Tonbacher Gesprächskreis und Tonbacher Werkstattgespräche 1980 - 2008


Jedes Jahr zwei Tage Brainstorming: Führungspersönlichkeiten aus Wirtschaft, Politik, Wissenschaft und Kultur erörtern im offenen Dialog Konzepte zur Weiterentwicklung unserer Gesellschaft.

 

Die Tonbacher Gesprächskreise - begründet im Jahr 1980 und benannt nach dem ursprünglichen Tagungsort Tonbach im Schwarzwald, aber bis zum Jahr 2002 an wechselnden Orten veranstaltet - sind zweitägige "brainstorming"-Treffen von ca. 35 - 40 Teilnehmern aus den Führungsebenen von Wirtschaft, Politik, Wissenschaft und Kultur aus dem In- und Ausland.
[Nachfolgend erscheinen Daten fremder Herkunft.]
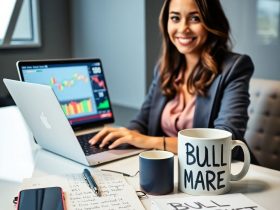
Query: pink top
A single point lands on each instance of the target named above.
(178, 113)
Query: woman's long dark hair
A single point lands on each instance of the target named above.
(172, 61)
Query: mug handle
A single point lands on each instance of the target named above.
(247, 160)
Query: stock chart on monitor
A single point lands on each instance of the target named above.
(81, 89)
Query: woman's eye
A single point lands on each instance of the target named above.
(175, 18)
(194, 18)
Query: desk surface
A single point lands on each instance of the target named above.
(20, 158)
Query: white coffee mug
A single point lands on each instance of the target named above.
(204, 156)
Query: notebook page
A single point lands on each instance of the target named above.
(115, 192)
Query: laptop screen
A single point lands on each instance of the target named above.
(79, 85)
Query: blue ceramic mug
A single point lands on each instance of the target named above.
(156, 172)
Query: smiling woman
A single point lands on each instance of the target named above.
(19, 23)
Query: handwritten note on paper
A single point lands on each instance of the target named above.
(219, 202)
(115, 192)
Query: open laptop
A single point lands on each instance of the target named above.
(68, 106)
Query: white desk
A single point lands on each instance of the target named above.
(21, 158)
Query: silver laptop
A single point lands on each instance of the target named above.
(67, 112)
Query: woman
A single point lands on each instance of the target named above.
(198, 82)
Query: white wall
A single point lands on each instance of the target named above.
(115, 32)
(242, 15)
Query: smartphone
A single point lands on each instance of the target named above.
(49, 198)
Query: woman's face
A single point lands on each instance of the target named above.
(185, 28)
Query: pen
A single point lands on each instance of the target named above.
(89, 179)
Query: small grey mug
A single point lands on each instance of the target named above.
(156, 169)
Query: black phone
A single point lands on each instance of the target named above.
(41, 199)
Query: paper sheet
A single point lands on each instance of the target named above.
(115, 192)
(218, 202)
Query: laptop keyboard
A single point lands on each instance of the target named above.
(87, 147)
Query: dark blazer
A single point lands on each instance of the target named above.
(224, 107)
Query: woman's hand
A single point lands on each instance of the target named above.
(117, 136)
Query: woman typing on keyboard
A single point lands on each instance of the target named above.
(198, 81)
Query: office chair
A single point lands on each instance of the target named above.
(263, 130)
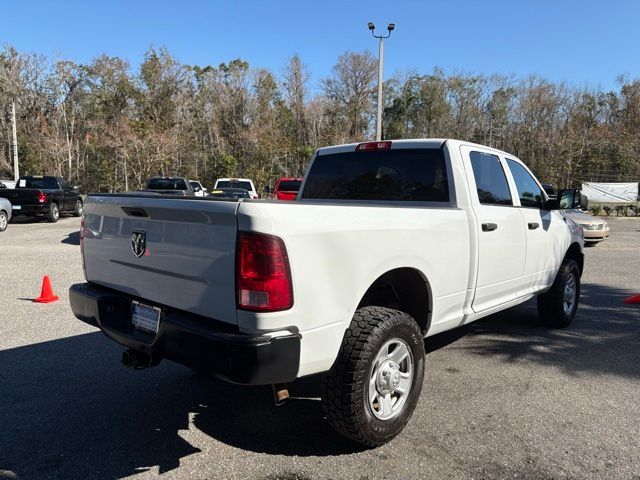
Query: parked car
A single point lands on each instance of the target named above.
(170, 186)
(595, 229)
(551, 191)
(5, 214)
(198, 189)
(243, 183)
(43, 196)
(287, 188)
(230, 193)
(336, 283)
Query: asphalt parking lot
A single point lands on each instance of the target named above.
(503, 398)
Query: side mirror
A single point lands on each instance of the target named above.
(571, 198)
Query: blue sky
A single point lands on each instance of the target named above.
(581, 42)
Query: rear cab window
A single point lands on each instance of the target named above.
(167, 184)
(234, 184)
(529, 191)
(491, 180)
(289, 185)
(417, 175)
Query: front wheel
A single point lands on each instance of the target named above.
(374, 385)
(557, 306)
(4, 221)
(54, 213)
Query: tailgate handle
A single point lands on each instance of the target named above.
(136, 212)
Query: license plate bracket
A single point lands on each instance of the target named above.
(145, 317)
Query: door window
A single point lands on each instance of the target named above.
(529, 191)
(491, 181)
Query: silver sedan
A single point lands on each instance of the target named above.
(595, 229)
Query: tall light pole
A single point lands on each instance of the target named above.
(380, 38)
(16, 170)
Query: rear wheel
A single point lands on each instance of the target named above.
(4, 220)
(77, 211)
(54, 213)
(375, 383)
(557, 306)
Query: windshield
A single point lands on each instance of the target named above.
(46, 183)
(167, 184)
(231, 184)
(392, 175)
(289, 185)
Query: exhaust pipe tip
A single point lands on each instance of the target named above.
(280, 394)
(138, 360)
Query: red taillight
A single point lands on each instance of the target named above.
(365, 147)
(263, 277)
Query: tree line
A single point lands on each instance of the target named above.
(108, 126)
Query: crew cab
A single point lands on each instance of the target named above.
(43, 196)
(388, 242)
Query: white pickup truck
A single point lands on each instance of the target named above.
(387, 243)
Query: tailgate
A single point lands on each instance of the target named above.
(169, 251)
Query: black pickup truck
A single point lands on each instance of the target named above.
(43, 196)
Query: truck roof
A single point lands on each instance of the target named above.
(405, 143)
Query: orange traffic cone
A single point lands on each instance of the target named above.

Ebenso wie die Malenter Symposien wurde auch der Tonbacher Gesprächskreis noch vom Stiftungsgründer Heinrich Dräger selbst initiiert.

 

In den Jahre 1998 und 1999 waren die Tonbachrunden eingebettet in einen Gesprächszyklus, der in Kooperation mit der Hamburger ZEIT-Stiftung Ebelin und Gerd Bucerius unter der Schirmherrschaft und Mitwirkung des damaligen Bundespräsidenten, Roman Herzog, durchgeführt wurde. Hier standen gemeinsame Probleme der Triade-Länder im Vordergrund: Die Reform von Alterssicherungssystemen in hoch entwickelten Volkswirtschaften, die Staatsverschuldung und innovative Ansätze zur Beschäftigungspolitik in Europa, Japan und USA.

 

Von 2003 - 2008 fanden diese Treffen als "Tonbacher Werkstattgespräche" unter der Moderation von Lothar Späth wieder in einem kleinen, nicht öffentlichen Kreis in Tonbach statt. Im Mittelpunkt der Werkstattgespräche stand die wirtschaftliche und politische Entwicklung in Deutschland.